Rose and her parents, Laura and Almanzo, say good-bye to Ma and Pa Ingalls and Laura's sisters. In a covered wagon containing all their possessions, they make their way across the drought-stricken Midwest to the lush green valleys of southern Missouri. The journey is long and not always easy, but at the end is the promise of a new home and a new life for the Wilders.
Little House on Rocky Ridge is the first book in The Rose Years, an ongoing series about another spirited girl from America's most beloved pioneer family
This series chronicles Rose’s life, Laura’s daughter.
Laura continues to call Almanzo “Manly” in this book (and I’m guessing the rest of the series) but this doesn’t drive me as crazy as it did in These First Four Years. I’m getting used to it, I guess.
Once again, I liked this book more than I was expecting to. I think I’ll continue to read the rest of the series, but I think I’ll slow down the pace to a book every few months or so – we’ll see.
Rose is a bit annoying, and Laura as the mother isn’t as amazing as her Ma is. Laura still sort of acts like Rose is a bother and doesn’t exactly smother her in love, but again, that’s the time and the way kids were raised. Laura still acts like she’d rather be with the horses than her family, but she at least acts like she cares for her husband during the book, so that’s a great improvement.

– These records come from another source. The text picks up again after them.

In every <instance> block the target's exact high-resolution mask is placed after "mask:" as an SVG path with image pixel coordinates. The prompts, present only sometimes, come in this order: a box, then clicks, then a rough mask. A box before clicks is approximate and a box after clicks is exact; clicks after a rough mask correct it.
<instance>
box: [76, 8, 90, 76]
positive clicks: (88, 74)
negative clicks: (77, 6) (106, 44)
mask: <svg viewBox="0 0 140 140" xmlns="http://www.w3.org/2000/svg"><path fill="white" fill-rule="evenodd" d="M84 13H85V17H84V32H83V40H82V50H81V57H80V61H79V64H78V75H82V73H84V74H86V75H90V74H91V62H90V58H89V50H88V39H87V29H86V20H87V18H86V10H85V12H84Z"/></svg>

It was heartbreaking watching Laura leave her family – I wish we could’ve seen a scene where Laura cried or something, instead of just accepting it all with a grain of salt. The travels by wagon was fascinating as in the other books – a journey that was much faster than Laura’s earlier travels, so it seemed anyway. The book was a bit slow moving for my tastes, but I think worked as a introduction to a new generation.